Driebruggen
Bodegraven-Reeuwijk
- Beknopte geschiedenis van de gemeente Driebruggen
- Beknopte geschiedenis van het dorp Driebruggen en de gemeente Lange Ruige Weide
- Gemeentehuis van Lange Ruige Weide en Driebruggen
- Gemeentewapen van Driebruggen
- Gemeentewapen van Lange Ruige Weide
- Groene Kruisvereniging Lange Ruige Weide-Waarder-Hekendorp, de oudste van Nederland
- Polder Langeweide
Driebruggen
De geschiedenis van het dorp Driebruggen lijkt erg op die van de omliggende plaatsen. Zo werd het gebied in de Late Middeleeuwen in cultuur gebracht. En net als elders in het Groene Hart, was de lokale economie vooral gericht op veeteelt en de daaraan verwante kaasmakerij. Ook speelde het protestants-christelijke geloof een belangrijk rol in de levens van mensen. Het plaatselijke basisonderwijs weerspiegelde dat: ondanks het tijdelijke bestaan van een openbare lagere school, zijn alleen protestantse basisscholen levensvatbaar gebleken.

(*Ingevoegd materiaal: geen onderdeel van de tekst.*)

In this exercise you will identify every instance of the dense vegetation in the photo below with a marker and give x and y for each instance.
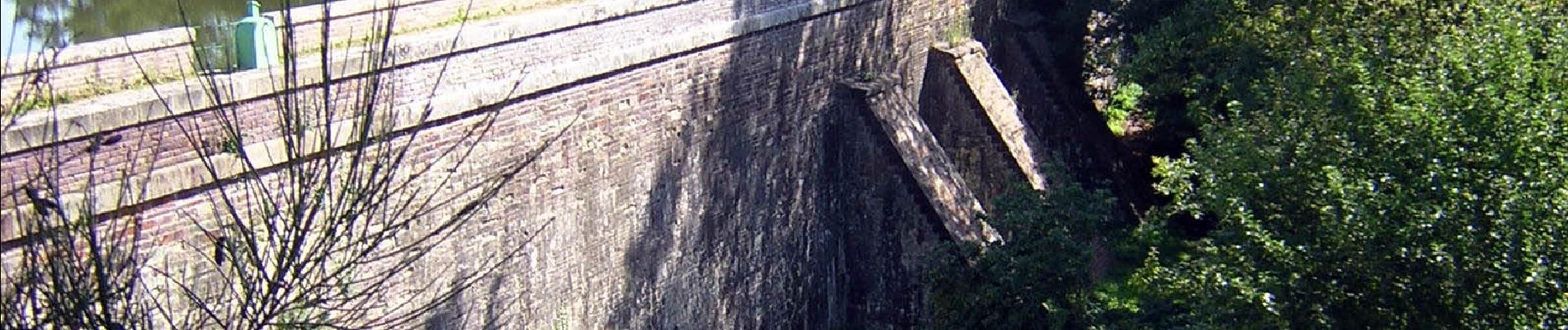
(1364, 163)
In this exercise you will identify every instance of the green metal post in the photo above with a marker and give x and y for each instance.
(254, 40)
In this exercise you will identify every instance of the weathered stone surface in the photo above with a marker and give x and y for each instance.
(690, 166)
(994, 113)
(925, 158)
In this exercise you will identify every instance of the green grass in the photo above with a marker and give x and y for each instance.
(40, 102)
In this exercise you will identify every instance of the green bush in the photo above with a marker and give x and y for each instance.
(1371, 165)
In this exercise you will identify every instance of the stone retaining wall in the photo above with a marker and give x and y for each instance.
(700, 167)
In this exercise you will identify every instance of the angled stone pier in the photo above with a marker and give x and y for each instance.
(937, 176)
(1003, 111)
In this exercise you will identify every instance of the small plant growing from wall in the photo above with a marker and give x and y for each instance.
(1123, 105)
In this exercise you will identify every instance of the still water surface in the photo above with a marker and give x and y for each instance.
(31, 26)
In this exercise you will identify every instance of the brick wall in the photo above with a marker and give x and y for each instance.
(728, 185)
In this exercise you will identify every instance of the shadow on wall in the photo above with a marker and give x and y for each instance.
(750, 214)
(455, 312)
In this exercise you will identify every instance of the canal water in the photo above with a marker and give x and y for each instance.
(31, 26)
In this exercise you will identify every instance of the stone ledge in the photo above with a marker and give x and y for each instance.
(127, 108)
(195, 174)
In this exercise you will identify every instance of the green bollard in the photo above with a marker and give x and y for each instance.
(256, 40)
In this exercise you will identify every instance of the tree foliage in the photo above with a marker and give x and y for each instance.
(1371, 165)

De omgeving van Driebruggen heette vroeger Lange Ruige Weide en stond ook bekend als Bisschopswey, Custwijc en Ondanc. Lange Ruige Weide was ook de naam die gegeven werd aan het gerecht, en later de gemeente, waarvan Driebruggen de kernplaats was. De historische kern van Driebruggen zelf is het gebied rondom de brug over het kanaal de Dubbele Wiericke en langs de Kerkweg, die ten westen daarvan loopt. De Dubbele Wiericke was rond 1365 gegraven als verbindingskanaal tussen de Oude Rijn en de Hollandse IJssel. Behalve Driebruggen, waren er ook nog kleinere kernen in wat tegenwoordig het Hoogeind, Hogebrug, het Laageind en de Ruige Weide zijn. Het grondgebied van Lange Ruige Weide was door de eeuwen heen redelijk stabiel en omvatte de polders Lange Weide, Ruige Weide en Kortenhoeve.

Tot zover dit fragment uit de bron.